Flock's Web Detective service is designed to make detection of states or information on web pages easier. It is used to detect logged-in or logged-out states for various web services, to detect media streams or person information on web pages, etc. With Web Detective, it's possible to examine any combination of URL, Document source, DOM, Form fields and Cookies using string comparison, regular expressions and even XPath expressions. Web Detective also lets you specify special named strings, such as web service URLs that may be subject to change, in a format that makes them easy to update later. Detection rules and named strings are defined in updateable XML files.
Contract ID: "@flock.com/web-detective;1"
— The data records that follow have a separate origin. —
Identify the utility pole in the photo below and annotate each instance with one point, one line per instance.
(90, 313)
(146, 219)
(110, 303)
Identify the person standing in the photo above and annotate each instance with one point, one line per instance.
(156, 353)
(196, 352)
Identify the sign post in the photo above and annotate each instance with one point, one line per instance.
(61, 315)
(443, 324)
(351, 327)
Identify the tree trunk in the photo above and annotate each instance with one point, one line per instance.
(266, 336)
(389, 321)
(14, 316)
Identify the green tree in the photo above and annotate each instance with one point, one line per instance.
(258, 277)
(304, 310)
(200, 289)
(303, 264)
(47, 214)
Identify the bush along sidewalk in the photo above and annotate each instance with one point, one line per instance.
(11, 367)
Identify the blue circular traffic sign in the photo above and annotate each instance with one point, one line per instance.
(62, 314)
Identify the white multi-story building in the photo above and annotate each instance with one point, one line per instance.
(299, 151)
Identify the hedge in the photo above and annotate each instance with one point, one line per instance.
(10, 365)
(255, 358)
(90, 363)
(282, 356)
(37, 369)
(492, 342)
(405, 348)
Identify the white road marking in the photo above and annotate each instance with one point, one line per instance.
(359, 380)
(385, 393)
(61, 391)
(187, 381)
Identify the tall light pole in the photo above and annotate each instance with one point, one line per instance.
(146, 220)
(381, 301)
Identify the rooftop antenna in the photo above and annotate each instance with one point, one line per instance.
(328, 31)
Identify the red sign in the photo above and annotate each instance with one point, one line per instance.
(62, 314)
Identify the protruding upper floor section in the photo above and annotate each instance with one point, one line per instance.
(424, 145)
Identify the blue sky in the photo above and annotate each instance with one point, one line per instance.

Interface: flockIWebDetective
To use Web Detective, you must first define an XML rules file. Links to existing rules files for various web services are provided below.
Contents |
To specifiy named strings, you must have a <strings> element in your XML file. Example:
<strings>
<string name="domains" value="example.com,example.net"/>
<string name="loginURL">
<![CDATA[http://login.example.com/login.php]]>
</string>
<string name="profileURL">
<![CDATA[http://pages.example.com/%userid%/]]>
</string>
...
</strings>
The strings can be whatever you like. By convention, use %variables% to indicate substrings that your code is going to do substitutions on.
To retrieve a string, use the flockIWebDetective.getString() method.
In general, each rules file will specify a number of rules, in the form of <detect> elements. Each <detect> must have a "type" attribute. For example, <detect type="loggedin">. You may use whatever string you desire for the type, but if you want to follow Flock convention then have a look at the example files below. You may define more than one rule for a given type if you like. In this case, the first matching rule will be used.
To test a rule, use the flockIWebDetective.detect() method, or one of its variants. (See the interface documentation to help decide which variant to use.)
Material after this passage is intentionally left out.